Fort de son succès en Belgique (4-1), il y a quinze jours, Servette s'est qualifié pour le tour principal de la Coupe UEFA, le 15 septembre prochain. Mais ce match retour du deuxième tour préliminaire aux Charmilles, devant quelque 5800 spectateurs, n'a pas été une sinécure. Les Genevois ont même concédé une défaite (2-1) devant une équipe de Germinal Ekeren venue en Suisse sans complexe et qui a mérité son succès. Battu vendredi dernier par Grasshopper (3-0), Servette ne s'est pas réhabilité lors de cette rencontre internationale.

Après quatre ans d'absence, le public genevois retrouvait un match de Coupe d'Europe et s'attendait à revoir l'équipe plaisante du début de championnat. Ce ne fut pas le cas. Encore traumatisés par leur déplacement à Zurich, les hommes de Gérard Castella ont débuté la rencontre la peur au ventre plutôt que la fleur à la boutonnière. Les souhaits de l'entraîneur avant la rencontre – «je veux une réaction par rapport à Grasshopper et je suis sûr que nous disputerons un bon match» – n'ont pas été exaucés.

Repliés en défense, les «grenat» ont laissé l'initiative à leurs adversaires. Qui n'en demandaient pas tant. Après six minutes, un centre de Bartholomeeussen, seul sur le flanc gauche depuis le début de la rencontre, était dévié dans ses propres filets par Jean-Philippe Karlen. Ce but avait le mérite de donner encore un peu plus de confiance aux Belges et de crisper davantage les maîtres de céans. Impitoyable, le public lâchait ses premiers sifflets après dix minutes. Un tir croisé de Vandervee (10e) faisait croire au but, puis une percée de Morhaye (15e) confirmait la domination belge. Une reprise de volée de Schaessens (28e) terminait de peu à côté. Peu avant la mi-temps (42e), un centre de Vandervee était repris de la tête par Karragiannis – au milieu de deux défenseurs – et le ballon terminait sa course au fond des filets d'Eric Pédat.

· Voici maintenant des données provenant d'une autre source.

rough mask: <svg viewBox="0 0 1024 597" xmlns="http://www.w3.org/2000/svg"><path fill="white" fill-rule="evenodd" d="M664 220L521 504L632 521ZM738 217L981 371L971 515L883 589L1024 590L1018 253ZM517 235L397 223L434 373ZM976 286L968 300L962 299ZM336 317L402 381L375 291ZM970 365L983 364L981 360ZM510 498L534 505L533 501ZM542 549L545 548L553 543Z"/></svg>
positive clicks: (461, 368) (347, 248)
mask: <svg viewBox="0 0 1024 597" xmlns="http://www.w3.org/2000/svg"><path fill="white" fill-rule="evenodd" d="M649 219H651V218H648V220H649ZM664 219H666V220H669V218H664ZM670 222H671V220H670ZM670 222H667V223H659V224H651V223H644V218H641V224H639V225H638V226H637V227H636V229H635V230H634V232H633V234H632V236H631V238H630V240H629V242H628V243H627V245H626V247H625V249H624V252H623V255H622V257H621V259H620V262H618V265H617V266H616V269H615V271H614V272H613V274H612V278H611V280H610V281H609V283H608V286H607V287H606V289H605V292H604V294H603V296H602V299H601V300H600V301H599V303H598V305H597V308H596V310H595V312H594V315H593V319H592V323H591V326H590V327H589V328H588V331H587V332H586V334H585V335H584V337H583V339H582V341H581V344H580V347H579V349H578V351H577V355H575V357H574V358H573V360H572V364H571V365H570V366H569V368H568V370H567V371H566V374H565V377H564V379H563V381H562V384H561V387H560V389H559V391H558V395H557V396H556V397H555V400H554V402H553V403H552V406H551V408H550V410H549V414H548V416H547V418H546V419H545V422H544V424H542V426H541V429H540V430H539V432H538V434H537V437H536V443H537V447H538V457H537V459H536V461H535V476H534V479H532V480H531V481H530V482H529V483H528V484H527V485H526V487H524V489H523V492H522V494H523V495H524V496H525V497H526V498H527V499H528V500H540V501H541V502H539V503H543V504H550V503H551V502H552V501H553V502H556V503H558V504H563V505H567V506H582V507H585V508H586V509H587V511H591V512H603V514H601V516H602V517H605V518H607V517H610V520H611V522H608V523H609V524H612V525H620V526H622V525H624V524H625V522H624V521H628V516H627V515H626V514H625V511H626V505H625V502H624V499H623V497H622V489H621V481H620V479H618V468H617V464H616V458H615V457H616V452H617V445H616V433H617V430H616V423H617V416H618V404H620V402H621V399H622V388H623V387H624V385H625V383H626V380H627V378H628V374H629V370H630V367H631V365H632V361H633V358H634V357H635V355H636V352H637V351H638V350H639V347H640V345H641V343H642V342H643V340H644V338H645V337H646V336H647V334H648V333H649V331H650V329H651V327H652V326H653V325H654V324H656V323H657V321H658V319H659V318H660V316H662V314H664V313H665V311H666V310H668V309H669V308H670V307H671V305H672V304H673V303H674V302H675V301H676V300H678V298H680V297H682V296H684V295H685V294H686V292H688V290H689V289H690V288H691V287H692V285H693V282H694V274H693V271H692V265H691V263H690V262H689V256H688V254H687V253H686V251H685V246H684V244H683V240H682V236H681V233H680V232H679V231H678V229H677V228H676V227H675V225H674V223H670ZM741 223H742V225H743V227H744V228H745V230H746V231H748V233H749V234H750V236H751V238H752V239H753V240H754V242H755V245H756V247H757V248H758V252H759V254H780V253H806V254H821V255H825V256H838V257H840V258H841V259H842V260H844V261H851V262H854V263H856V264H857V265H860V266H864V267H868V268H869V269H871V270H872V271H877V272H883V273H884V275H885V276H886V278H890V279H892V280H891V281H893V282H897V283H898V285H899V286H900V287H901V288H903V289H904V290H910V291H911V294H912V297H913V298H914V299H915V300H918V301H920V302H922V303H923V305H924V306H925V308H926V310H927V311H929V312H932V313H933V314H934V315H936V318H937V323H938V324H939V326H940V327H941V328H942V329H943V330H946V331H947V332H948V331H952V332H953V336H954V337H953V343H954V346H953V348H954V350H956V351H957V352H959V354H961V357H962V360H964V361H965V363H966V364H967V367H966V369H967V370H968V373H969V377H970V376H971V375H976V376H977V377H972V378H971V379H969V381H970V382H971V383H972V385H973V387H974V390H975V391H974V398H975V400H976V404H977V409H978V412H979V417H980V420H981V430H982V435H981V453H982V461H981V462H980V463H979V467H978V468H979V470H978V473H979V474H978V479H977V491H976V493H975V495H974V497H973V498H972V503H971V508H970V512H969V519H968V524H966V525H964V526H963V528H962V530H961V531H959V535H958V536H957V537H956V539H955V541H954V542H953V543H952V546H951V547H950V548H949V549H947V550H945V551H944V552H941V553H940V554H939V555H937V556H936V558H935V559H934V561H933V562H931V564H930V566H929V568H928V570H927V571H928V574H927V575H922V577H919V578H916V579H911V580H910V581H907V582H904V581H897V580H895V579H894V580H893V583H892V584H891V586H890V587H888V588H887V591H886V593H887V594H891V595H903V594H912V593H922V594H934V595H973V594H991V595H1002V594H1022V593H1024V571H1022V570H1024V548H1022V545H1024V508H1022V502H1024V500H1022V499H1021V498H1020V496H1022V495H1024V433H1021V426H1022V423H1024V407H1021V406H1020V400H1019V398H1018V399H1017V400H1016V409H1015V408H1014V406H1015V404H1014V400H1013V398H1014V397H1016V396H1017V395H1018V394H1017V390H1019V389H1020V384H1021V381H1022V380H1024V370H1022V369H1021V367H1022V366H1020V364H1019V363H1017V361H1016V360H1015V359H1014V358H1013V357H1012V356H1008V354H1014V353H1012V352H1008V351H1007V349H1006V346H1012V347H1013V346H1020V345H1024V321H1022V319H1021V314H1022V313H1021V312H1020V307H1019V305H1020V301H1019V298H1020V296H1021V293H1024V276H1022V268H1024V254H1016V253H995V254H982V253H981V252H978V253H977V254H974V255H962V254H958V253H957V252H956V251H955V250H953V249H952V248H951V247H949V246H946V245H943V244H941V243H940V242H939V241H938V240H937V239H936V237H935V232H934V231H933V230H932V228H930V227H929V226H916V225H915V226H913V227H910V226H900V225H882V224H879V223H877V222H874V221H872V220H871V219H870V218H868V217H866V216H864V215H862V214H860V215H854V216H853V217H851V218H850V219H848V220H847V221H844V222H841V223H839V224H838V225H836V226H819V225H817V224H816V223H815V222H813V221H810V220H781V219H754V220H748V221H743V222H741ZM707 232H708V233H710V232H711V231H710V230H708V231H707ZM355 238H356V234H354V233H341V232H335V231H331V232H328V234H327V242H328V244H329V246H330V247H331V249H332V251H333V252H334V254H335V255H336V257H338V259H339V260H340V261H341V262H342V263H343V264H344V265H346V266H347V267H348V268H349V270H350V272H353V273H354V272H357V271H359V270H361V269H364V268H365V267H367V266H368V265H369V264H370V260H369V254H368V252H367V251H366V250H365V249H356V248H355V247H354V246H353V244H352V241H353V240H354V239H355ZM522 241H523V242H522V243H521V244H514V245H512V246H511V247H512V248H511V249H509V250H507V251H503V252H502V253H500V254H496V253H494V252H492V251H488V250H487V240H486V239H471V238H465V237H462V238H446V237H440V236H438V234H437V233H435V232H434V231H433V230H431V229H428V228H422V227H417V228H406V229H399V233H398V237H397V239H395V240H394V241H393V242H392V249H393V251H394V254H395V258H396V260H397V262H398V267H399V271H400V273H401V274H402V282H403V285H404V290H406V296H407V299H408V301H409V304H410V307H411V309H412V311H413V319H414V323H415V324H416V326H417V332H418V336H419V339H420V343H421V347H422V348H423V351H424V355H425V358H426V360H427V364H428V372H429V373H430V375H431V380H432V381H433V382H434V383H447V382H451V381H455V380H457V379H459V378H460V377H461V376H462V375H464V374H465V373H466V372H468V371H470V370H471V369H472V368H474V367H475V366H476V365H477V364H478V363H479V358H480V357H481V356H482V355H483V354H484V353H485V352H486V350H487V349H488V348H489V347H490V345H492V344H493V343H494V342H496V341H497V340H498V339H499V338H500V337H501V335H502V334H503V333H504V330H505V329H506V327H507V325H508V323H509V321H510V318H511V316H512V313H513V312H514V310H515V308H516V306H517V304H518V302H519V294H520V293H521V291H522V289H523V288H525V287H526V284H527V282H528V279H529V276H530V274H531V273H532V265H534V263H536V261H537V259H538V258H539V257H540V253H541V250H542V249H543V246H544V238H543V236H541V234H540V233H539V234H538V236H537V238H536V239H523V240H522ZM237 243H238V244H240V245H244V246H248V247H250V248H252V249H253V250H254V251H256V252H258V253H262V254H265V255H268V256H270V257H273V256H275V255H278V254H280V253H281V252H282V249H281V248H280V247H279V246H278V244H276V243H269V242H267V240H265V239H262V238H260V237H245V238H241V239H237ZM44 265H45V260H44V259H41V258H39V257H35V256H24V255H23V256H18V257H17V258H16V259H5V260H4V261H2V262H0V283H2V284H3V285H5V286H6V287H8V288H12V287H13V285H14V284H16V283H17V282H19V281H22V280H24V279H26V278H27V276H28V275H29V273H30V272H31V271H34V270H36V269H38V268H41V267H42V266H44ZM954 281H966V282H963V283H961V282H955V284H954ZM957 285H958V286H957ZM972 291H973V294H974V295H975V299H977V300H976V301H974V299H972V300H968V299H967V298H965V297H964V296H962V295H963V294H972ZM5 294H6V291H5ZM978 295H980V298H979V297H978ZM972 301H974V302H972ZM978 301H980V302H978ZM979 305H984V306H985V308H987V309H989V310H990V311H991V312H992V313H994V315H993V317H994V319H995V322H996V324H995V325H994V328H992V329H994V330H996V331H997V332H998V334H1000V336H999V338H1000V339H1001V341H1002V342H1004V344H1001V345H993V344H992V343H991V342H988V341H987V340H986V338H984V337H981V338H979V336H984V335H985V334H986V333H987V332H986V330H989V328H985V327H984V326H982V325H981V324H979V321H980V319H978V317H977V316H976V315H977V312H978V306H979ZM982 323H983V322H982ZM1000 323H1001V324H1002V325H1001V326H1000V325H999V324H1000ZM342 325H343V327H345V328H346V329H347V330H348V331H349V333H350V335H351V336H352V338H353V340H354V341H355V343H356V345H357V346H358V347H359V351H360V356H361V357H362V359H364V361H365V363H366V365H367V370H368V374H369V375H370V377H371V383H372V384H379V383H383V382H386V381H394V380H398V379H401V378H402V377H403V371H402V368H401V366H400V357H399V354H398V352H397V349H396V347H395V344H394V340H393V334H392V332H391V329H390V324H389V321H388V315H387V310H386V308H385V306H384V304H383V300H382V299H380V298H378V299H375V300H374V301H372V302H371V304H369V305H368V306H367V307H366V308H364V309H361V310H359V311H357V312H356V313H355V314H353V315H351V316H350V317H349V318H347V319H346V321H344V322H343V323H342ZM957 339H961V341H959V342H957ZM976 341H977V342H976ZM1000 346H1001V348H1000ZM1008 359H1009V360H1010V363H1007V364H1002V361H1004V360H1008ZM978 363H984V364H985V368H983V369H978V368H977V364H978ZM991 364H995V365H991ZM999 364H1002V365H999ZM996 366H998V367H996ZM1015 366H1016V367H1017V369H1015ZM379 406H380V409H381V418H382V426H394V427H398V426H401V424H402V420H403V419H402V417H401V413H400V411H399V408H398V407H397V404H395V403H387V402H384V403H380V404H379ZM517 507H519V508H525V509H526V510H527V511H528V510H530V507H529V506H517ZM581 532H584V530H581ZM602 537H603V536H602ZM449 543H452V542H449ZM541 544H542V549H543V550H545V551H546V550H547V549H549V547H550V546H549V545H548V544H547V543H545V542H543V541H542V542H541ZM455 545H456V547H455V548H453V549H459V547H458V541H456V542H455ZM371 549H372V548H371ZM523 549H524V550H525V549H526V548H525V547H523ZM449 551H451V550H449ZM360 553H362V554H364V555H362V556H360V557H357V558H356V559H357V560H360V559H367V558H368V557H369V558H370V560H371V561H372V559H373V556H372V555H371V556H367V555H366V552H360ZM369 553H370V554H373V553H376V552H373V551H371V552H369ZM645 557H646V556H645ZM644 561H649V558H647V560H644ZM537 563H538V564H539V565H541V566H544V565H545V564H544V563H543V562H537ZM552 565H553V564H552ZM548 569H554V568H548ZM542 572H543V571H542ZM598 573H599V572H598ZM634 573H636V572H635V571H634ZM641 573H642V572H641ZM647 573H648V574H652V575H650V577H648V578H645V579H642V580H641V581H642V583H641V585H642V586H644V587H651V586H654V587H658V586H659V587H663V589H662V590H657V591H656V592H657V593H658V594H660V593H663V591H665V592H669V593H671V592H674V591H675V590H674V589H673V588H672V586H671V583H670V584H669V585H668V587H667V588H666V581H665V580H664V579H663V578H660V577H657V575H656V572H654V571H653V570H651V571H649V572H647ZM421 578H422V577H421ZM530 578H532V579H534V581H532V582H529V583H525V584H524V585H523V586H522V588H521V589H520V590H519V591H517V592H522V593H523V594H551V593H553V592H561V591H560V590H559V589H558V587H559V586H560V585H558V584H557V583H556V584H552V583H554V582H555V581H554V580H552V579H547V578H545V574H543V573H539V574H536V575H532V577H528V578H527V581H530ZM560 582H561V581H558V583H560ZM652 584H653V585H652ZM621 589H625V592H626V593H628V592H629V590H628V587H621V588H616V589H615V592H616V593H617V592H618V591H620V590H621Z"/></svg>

Et la première mi-temps de Servette? Alexandre Rey héritait d'un ballon sur une mésentente entre un défenseur et le gardien belge, mais n'en faisait pas un bon un usage, tirant à côté (13e). Sur une percée, Patrick Bühlmann voyait son tir contré par un défenseur (28e), alors que Franck Durix (45e), seul devant le portier, centrait où ne se trouvait aucun coéquipier. Trois seules actions à mettre au crédit des Genevois et trois actions qui ont dénoté un manque de concentration. Un défaut que Gérard Castella avait déjà remarqué face à Grasshopper.

Après la pause, Servette n'était plus véritablement en danger, hormis un tir de Herreman (72e), mais n'a pas enthousiasmé ses supporters. Un tir central de Bühlmann au terme d'une action collective (60e) fut le seul à relever côté genevois. L'équipe se contentant de gérer l'acquis du match aller. En fin de rencontre, deux faits à relever. Un premier positif: le but d'Alexandre Rey sur penalty (faute sur Varela). Un second négatif: l'expulsion de Patrick Müller, averti à la 91e et à la 93e minute. Satisfait de la qualification, mais déçu du résultat, Gérard Castella regrettait le début de rencontre: «On a très mal commencé, puis on n'ose plus jouer et on recule.» Mais il pense déjà à l'avenir et au derby face au Lausanne Sports, ce dimanche aux Charmilles. Dans cette perspective, l'équipe se préparera dans le calme d'Ovronnaz. Pour se retrouver et retrouver son jeu.

Servette-Germinal Ekeren 1-2 (0-2), score total 5-3.